Tip #7 in the 52 Ways Not to Get Published Series
Even the best of prose turns to junk once peppered with grammatical mistakes.
I’m not talking about those controversial grammar rules that are the topics of passionate debate among linguists, like whether it is acceptable to end a sentence with a preposition or the pros and cons of the Oxford comma. I’m talking about clear blatant mistakes that make any good English teacher want to chew off her left arm.
Truly sloppy grammar takes practice. The amateur simply uses incorrect subject-verb agreement, comma splicing, incomplete sentences, misused apostrophes, and misspelled words. With time and intensive study, you may work up to misplaced modifiers, incorrect verb tenses, or interchanged homonyms.
What does grammar matter? Most of the English-speaking world doesn’t remember the simple rules of grammar anymore. We slap commas wherever we think we would pause when speaking. (Whoever came up with that malarkey? Really?) We write like a text message. New editions of learn-to-read books have been reworked to reflect this new writing: “C Spot run Dick & Jane BFF LOL.” Is anyone going to know if you used “which” instead of “that?”
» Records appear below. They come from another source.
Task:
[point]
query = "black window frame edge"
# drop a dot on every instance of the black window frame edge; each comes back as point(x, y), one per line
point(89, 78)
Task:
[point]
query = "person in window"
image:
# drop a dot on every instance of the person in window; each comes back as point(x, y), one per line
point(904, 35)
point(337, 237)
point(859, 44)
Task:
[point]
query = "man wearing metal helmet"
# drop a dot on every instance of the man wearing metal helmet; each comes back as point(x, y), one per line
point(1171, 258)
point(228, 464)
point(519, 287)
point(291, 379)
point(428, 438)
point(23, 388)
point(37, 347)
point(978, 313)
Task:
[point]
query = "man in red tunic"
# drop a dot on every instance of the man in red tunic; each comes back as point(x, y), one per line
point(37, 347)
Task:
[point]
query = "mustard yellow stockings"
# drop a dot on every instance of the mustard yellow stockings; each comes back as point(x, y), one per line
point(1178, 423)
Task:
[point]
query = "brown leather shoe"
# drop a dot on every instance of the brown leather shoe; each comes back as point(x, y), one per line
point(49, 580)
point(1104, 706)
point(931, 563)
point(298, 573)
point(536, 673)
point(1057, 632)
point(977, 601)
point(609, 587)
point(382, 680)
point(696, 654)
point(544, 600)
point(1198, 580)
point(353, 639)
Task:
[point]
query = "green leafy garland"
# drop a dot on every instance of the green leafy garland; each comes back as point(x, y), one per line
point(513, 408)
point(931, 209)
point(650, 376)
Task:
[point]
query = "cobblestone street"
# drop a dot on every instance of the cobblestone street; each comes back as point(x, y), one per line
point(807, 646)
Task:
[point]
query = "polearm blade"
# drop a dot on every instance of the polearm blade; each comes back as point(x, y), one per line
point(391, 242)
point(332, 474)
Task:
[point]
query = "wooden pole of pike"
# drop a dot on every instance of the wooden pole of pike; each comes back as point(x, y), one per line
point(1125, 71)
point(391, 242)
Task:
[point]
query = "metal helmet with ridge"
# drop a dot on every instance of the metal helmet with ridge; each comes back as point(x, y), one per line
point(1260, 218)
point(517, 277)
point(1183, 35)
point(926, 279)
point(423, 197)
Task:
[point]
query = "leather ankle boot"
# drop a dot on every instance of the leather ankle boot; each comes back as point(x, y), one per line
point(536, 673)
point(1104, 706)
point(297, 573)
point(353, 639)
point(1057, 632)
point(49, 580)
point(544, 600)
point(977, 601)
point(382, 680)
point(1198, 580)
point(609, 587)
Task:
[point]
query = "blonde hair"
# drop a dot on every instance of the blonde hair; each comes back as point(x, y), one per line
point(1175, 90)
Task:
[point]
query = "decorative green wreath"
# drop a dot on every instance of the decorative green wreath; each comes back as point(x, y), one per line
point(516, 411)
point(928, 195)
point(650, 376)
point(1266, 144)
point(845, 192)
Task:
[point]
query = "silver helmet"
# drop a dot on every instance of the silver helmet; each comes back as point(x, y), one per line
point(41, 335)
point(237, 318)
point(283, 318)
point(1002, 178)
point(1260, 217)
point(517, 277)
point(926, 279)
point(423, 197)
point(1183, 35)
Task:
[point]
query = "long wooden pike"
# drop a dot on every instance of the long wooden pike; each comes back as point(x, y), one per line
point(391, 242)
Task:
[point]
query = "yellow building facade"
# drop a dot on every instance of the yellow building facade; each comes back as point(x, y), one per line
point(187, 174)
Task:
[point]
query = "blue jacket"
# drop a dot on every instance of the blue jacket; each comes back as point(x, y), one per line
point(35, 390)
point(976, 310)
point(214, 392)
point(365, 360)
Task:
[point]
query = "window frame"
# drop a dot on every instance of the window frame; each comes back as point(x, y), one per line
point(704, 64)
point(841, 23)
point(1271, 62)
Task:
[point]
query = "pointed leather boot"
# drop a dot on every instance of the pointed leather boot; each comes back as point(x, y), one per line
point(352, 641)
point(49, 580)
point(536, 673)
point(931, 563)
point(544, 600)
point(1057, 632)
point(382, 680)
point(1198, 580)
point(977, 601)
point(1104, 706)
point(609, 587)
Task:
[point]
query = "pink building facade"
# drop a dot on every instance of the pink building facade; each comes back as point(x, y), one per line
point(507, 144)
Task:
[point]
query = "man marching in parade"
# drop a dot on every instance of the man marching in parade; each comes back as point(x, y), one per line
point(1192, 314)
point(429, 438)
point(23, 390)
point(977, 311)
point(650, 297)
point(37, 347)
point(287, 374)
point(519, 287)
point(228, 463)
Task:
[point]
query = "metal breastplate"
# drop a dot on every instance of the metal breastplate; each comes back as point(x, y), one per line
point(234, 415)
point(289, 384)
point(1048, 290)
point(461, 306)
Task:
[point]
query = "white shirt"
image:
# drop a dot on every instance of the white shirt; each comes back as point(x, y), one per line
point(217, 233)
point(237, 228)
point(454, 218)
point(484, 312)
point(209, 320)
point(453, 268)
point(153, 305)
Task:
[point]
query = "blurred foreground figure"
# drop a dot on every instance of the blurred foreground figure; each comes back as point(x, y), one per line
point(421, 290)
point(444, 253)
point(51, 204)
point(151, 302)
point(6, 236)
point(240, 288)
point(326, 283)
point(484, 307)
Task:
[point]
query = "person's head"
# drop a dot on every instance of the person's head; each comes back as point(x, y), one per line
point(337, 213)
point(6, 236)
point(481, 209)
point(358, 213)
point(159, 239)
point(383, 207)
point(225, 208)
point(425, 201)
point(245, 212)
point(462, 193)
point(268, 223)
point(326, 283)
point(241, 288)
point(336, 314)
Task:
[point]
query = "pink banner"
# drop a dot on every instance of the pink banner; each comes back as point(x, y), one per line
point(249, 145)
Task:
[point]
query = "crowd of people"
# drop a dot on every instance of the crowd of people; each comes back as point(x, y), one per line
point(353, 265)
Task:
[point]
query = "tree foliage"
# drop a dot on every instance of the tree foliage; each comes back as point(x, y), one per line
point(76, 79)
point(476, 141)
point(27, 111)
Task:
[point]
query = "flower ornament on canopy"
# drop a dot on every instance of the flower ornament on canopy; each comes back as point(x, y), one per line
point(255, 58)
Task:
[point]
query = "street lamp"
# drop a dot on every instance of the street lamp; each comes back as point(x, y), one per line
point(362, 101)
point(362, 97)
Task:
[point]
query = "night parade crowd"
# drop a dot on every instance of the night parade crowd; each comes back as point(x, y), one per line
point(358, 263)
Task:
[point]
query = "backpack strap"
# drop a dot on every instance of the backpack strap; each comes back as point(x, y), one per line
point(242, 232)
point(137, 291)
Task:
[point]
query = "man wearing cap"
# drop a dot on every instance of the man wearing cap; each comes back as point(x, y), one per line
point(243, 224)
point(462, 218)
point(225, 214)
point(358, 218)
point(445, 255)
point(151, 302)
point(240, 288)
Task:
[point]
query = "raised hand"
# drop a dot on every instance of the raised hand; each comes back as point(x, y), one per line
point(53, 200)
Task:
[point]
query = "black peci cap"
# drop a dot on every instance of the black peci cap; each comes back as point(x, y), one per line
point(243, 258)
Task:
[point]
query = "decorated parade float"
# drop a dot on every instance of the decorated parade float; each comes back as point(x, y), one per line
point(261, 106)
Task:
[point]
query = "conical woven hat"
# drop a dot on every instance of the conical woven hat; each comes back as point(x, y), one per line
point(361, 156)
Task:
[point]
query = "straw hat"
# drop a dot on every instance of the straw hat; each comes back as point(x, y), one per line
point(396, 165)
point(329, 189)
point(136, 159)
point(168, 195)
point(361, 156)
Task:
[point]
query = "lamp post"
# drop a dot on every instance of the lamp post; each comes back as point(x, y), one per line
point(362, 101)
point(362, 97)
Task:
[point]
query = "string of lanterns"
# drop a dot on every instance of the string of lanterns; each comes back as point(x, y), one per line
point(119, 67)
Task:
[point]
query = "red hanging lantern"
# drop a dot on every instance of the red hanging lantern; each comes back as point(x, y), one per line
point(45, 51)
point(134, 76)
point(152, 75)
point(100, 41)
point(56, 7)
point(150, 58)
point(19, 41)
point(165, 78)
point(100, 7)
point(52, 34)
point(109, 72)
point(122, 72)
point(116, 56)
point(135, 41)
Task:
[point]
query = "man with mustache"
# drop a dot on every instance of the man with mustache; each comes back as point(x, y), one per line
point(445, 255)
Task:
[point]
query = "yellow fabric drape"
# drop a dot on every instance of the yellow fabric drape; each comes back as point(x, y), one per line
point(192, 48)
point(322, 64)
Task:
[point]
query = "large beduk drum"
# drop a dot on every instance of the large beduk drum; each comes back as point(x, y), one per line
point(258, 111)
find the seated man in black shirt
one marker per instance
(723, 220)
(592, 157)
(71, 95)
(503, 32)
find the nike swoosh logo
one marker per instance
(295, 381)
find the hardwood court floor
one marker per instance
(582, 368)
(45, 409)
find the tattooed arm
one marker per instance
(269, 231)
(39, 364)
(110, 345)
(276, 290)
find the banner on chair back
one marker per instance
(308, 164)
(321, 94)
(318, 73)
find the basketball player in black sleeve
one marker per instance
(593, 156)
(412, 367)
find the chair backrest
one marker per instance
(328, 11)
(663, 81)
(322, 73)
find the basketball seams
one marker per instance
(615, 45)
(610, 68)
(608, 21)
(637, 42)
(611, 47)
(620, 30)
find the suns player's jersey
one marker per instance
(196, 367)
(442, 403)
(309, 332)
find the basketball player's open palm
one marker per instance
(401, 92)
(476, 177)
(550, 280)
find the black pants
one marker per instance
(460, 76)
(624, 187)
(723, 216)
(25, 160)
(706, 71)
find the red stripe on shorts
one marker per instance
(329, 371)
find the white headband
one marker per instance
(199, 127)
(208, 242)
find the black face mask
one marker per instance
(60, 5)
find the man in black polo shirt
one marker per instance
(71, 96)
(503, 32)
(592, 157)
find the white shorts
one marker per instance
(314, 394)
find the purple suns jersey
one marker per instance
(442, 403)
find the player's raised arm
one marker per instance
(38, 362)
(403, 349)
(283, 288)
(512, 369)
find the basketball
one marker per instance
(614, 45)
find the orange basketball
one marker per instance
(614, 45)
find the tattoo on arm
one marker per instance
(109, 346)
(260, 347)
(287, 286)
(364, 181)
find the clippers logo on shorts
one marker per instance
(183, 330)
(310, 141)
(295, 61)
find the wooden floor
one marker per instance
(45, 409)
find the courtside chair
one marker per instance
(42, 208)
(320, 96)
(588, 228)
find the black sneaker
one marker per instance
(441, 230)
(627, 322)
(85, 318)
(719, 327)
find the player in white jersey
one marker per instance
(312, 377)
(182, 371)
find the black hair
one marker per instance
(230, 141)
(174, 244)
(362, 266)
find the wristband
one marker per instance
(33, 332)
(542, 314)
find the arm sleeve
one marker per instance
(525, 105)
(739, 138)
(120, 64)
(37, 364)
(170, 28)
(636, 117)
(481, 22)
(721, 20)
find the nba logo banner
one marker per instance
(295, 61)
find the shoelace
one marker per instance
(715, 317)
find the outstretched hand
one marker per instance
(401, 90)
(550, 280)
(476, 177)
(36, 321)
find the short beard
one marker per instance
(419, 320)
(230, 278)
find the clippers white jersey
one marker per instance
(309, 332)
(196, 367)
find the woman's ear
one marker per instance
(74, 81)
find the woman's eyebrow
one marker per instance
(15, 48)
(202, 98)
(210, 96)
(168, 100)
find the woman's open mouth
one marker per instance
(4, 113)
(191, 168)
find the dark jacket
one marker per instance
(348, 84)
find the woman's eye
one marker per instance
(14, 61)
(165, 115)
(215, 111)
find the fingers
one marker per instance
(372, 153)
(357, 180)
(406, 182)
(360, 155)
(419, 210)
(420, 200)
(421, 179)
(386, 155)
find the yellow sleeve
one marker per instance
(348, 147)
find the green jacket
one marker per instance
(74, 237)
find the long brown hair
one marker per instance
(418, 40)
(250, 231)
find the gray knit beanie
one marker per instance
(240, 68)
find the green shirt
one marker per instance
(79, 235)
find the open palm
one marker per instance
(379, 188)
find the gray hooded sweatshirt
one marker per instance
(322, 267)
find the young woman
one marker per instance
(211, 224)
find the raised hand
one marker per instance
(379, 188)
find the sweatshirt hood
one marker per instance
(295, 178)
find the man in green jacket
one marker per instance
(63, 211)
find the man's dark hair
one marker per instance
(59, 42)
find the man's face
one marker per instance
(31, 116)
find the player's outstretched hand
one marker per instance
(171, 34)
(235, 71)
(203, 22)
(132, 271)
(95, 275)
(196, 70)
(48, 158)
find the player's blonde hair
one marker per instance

Besides, the art of your craft is more than mere words strung together with punctuation. A dance is more than a bunch of moves. Music is more than notes strung together. Your writing is your expression of something incredible. The rules of the English language should never get in the way of your creativity.
In truth, I must admit I have a hard time being snarky and sarcastic about misusing language. We’re writers. Language is our tool, our instrument. We should play our instrument, but we also have to take care of it.
A dancer trains her body for years in order to build a full movement vocabulary. The composer relies on the fundamentals of music theory. Writers train on the English language (unless they are writing in other languages, in which case they train in Spanish/French/Russian/Mandarin/Swahili/Hindi/Latin etc. Of course, if you are writing in Latin, you can safely ignore the rest of these tips. Your chances of getting published are already nil.) We weave words like musical notes, building chords and phrases that sing to our readers. Grammatical mistakes are discordant notes.
As the jazz musician knows when to harness discord, good writers know when to bend the rules of grammar. Just remember, you must know the rules in order to bend them. If your reader has to wade through confusion of grammatical errors to connect with your amazing characters, you’ve lost a reader. The question is whether you’ve lost a book contract.
We all know that in the current publishing environment, editors are overpaid and underworked. We are the artists; we can leave those details of grammar to someone else. Let the editors earn their outrageous wages by fixing our mistakes. It gives them something to do.
So, go ahead. Abuse the English language. Fail to proofread. Give that editor an easy excuse to reject you.
If you haven’t read Eats, Shoots & Leaves: The Zero Tolerance Approach to Punctuation by Lynn Truss, I highly recommend it. I laughed. I cried. I called my 5th grade English teacher.
As an Oxford comma user I appeciated the reference for my previously unnamed, sans Nome de plume or keyboard, and annonymous comma and learning the literary world is now plenary enough to take it or shoot and leave it.